Pre-Populate Forms that Are Hosted on Other Websites

Lately, I've been more involved with submitting content to other organizations' websites. Getting indexed on those websites helps make the content more widely available. Since the information being submitted is already in a database or doesn't change from submission to submission, it would be nice if I didn't need to re-type or copy/paste everything. Luckily, there is a quicker way.


Populating someone else's form requires we know a little bit about how it's coded. Knowing what attributes are used in the open <form> tag helps us target the form, for example. We also need to determine what fields to populate and how those fields are named.
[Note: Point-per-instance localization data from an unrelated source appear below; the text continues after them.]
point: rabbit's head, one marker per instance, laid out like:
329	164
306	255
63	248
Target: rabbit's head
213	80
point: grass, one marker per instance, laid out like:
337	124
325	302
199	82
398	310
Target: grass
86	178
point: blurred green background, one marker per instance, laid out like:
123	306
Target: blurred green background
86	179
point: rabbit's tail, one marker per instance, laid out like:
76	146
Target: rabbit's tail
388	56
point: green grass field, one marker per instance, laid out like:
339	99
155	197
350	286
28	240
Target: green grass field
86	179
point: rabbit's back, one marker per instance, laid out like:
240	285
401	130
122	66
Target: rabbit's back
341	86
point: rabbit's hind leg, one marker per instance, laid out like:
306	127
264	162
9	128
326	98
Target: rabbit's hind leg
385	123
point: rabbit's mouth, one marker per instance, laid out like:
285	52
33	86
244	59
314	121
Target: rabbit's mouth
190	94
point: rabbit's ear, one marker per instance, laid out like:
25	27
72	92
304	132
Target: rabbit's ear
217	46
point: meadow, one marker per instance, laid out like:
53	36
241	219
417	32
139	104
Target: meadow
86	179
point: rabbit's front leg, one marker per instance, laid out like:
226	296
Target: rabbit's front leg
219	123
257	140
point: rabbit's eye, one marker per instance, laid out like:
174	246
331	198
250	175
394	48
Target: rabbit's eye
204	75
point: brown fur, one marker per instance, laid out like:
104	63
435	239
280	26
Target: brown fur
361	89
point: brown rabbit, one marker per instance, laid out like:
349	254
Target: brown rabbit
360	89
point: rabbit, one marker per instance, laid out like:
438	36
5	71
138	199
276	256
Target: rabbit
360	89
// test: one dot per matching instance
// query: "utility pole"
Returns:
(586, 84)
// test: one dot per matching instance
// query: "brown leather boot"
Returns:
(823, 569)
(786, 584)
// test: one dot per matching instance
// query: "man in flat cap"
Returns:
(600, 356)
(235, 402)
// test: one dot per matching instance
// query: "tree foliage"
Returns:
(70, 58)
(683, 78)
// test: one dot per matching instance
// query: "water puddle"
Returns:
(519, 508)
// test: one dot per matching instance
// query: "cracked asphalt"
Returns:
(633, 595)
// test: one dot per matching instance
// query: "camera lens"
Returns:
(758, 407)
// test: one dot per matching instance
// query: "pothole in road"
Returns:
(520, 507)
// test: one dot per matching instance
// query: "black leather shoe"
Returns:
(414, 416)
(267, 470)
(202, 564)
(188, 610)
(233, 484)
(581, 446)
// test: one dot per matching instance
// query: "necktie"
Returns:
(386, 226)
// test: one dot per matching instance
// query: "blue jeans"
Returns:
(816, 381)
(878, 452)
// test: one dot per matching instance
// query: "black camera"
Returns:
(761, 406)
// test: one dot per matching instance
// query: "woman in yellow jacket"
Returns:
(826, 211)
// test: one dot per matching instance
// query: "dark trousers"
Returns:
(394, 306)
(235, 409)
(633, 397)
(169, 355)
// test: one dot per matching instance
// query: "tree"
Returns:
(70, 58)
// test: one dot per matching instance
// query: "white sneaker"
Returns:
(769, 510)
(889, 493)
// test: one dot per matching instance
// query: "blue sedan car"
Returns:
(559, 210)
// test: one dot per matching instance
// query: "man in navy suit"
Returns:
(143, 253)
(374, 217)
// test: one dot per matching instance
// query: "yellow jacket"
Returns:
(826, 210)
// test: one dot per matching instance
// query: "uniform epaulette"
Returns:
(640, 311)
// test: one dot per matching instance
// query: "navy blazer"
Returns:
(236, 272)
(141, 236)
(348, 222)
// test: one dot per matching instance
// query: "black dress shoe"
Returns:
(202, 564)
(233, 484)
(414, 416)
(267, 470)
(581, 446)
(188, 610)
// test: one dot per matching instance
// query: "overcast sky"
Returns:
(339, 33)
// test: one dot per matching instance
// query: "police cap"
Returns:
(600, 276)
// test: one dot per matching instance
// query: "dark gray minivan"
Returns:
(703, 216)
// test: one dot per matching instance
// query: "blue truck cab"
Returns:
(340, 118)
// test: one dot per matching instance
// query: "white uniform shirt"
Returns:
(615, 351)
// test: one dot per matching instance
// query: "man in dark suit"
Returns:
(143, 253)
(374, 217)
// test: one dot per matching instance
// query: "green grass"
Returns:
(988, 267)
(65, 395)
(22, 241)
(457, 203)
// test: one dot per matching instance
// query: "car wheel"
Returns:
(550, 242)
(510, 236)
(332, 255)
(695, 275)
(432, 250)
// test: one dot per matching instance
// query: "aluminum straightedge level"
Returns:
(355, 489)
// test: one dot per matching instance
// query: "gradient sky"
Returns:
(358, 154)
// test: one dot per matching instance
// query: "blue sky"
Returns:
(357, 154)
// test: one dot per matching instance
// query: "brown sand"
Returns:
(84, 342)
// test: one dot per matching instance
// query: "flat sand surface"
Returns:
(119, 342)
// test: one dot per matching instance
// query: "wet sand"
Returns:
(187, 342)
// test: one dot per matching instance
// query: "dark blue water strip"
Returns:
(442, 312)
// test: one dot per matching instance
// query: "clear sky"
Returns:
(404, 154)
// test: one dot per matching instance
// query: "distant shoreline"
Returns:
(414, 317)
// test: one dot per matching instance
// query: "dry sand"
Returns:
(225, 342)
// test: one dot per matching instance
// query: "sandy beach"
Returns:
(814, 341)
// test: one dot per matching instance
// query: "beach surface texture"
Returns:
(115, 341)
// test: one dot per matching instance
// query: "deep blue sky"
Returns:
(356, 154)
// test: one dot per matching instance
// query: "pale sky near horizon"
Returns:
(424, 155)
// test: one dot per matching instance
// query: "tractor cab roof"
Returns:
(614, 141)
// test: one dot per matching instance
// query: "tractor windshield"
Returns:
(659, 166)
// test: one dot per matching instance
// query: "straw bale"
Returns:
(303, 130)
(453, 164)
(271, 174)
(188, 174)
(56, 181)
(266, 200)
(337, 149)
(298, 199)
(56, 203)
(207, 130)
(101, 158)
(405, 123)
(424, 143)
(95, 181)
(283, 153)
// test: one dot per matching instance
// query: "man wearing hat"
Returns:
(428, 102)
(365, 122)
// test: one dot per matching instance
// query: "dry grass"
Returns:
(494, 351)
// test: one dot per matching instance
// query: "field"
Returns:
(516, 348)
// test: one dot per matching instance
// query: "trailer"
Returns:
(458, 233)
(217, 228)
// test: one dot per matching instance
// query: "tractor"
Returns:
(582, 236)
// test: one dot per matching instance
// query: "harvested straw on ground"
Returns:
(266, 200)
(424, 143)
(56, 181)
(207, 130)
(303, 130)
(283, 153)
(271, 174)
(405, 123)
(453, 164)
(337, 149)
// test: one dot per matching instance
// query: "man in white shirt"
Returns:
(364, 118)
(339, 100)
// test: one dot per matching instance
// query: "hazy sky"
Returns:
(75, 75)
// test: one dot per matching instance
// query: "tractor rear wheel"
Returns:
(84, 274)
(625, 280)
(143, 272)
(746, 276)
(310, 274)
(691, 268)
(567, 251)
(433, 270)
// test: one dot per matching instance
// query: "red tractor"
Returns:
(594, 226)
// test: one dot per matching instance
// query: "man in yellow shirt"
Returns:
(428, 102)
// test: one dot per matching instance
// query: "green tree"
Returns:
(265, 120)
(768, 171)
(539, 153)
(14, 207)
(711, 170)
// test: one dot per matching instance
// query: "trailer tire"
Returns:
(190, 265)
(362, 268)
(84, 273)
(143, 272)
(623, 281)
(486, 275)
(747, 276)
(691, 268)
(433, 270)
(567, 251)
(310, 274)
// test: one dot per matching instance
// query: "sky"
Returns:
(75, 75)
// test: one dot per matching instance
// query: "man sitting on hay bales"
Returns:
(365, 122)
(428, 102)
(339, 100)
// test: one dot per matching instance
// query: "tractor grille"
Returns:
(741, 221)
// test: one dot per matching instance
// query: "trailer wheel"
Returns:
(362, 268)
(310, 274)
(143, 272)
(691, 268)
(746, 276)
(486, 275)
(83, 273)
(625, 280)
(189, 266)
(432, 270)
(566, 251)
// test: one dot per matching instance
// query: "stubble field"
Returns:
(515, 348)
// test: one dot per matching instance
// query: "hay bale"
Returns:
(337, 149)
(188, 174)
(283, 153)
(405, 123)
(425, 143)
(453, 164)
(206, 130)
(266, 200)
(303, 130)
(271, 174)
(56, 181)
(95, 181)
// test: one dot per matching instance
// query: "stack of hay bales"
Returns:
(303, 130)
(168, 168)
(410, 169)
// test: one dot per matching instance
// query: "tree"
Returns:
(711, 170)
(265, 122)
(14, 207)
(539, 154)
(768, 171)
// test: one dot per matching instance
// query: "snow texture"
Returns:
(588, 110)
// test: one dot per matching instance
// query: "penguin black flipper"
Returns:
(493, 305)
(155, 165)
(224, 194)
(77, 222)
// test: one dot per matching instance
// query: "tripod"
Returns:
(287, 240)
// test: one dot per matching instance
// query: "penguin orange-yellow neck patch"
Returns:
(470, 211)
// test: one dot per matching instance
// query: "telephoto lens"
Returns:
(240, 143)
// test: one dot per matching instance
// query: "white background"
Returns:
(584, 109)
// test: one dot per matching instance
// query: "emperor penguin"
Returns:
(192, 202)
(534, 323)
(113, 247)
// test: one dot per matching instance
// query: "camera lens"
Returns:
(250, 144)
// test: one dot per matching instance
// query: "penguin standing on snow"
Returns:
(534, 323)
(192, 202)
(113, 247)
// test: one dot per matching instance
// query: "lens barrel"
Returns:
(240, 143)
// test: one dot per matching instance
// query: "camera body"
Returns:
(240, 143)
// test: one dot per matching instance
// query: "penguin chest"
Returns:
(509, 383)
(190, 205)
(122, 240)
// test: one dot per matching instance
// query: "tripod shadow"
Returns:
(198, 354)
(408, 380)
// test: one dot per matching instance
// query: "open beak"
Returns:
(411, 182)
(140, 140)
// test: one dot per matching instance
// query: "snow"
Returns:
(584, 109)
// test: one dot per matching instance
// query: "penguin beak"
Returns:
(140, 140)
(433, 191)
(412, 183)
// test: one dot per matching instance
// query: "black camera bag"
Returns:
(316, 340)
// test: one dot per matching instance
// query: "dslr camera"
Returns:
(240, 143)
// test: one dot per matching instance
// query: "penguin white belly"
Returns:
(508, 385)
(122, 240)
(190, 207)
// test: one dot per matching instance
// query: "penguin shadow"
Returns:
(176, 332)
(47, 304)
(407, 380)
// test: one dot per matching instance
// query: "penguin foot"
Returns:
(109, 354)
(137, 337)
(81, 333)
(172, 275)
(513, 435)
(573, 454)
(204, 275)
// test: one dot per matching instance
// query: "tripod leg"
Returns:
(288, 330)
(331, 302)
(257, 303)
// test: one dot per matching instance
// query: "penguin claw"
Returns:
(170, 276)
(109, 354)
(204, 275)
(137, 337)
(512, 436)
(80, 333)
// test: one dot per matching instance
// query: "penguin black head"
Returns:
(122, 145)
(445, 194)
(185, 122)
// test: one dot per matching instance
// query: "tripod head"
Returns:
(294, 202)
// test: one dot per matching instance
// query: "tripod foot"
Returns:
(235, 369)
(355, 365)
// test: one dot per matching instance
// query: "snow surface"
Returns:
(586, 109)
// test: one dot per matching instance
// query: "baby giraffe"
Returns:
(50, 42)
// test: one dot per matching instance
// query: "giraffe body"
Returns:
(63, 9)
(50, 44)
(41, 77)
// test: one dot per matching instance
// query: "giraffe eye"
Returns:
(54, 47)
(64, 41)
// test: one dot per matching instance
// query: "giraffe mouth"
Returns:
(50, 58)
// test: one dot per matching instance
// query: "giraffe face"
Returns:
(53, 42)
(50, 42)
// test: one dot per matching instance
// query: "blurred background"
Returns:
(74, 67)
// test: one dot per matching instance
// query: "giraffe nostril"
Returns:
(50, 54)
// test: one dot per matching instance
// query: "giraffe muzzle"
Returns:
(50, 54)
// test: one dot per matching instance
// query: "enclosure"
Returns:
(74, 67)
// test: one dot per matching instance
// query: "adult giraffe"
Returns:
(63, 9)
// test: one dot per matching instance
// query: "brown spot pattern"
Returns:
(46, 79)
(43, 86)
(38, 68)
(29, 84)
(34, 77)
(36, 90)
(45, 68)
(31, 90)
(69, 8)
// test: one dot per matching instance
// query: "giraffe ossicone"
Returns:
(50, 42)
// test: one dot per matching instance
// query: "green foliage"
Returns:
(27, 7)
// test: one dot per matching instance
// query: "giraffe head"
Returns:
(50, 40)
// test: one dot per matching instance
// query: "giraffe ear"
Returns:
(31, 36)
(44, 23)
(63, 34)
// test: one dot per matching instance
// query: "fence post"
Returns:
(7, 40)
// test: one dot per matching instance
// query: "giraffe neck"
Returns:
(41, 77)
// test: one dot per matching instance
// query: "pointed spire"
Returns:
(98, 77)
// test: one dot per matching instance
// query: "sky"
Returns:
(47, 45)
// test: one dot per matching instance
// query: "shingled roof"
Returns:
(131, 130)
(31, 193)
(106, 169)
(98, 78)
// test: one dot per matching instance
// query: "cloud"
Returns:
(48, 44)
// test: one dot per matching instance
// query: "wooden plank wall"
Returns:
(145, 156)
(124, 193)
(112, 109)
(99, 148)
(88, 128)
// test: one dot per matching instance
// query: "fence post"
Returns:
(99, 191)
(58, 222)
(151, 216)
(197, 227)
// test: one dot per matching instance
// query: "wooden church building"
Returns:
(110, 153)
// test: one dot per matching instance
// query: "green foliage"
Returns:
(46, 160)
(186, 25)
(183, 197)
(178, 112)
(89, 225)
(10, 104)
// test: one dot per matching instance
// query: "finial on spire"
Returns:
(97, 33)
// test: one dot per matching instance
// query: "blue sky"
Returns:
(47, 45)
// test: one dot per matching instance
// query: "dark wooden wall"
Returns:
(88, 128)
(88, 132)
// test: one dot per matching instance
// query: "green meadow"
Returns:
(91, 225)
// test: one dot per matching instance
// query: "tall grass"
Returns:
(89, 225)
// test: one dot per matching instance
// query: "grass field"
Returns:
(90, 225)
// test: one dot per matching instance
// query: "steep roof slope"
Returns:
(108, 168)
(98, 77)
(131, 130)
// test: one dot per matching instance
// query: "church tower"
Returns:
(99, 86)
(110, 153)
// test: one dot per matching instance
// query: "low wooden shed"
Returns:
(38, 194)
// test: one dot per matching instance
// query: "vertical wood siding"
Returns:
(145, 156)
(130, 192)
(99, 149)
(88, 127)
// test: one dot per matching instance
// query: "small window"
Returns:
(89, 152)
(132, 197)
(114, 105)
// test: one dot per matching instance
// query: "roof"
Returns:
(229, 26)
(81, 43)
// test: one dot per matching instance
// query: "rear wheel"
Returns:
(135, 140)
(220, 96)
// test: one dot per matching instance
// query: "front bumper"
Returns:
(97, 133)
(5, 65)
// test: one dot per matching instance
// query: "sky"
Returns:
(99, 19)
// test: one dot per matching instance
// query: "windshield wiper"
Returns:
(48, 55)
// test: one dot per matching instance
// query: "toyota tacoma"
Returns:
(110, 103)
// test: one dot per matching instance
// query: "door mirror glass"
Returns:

This information improves the efficiency of the JavaScript snippet which does the legwork.

Example Snippet

I regularly submit content to a transportation-related database called TRID. Digging through the source code, we can see the following <form> tag:

<form method="post" action="/submit.aspx" id="ctl00" class="mailForm">

Since it uses an id attribute, the form can be selected with JavaScript's getElementByID() function.

var submitForm = document.getElementById('ctl00');

The "submitForm" variable now references the form and provides access its fields. To populate the Full Name and Organization fields, which are named "inputName" and "inputOrganization" respectively, add the following code:

var submitForm = document.getElementById('ctl00');
submitForm.inputName.value         = 'Your Name';
submitForm.inputOrganization.value = 'Your Organization';

From here you should be able to write the code to populate the other fields. For now let's see the code in action.

Executing the JavaScript

Now you may be asking how we're going to execute JavaScript on a page we don't own. Well, that's where Google Chrome comes in. We just need to

  • Copy the JavaScript snippet
  • Visit the form using Google Chrome
  • Right-click the page
  • Click Inspect element
  • In the Developer Tools window, click Console (see Figure 1)
  • Paste the JavaScript snippet in the console window and hit enter on the keyboard
  • Verify that the form is populated as expected
Chrome screenshot of the Console tab
Figure 1. Console Tab


If your content is stored in a database, the submission process could be streamlined even further. You could, for example, create a PHP script (or whatever language you use) that generates the JavaScript snippet for you based on the information stored in the database. The snippets would need to be displayed somewhere you can access them to copy and paste into Chrome.

One shortfall of this solution is that it doesn't work as well for a back-log of information. If you have hundreds of records to submit, they'll still need to be entered one record at a time. The JavaScript snippet will be faster than entering everything by hand, but it's going to be tedious. If you have any suggestions on a way around this limitation, please let me know in the comments section below.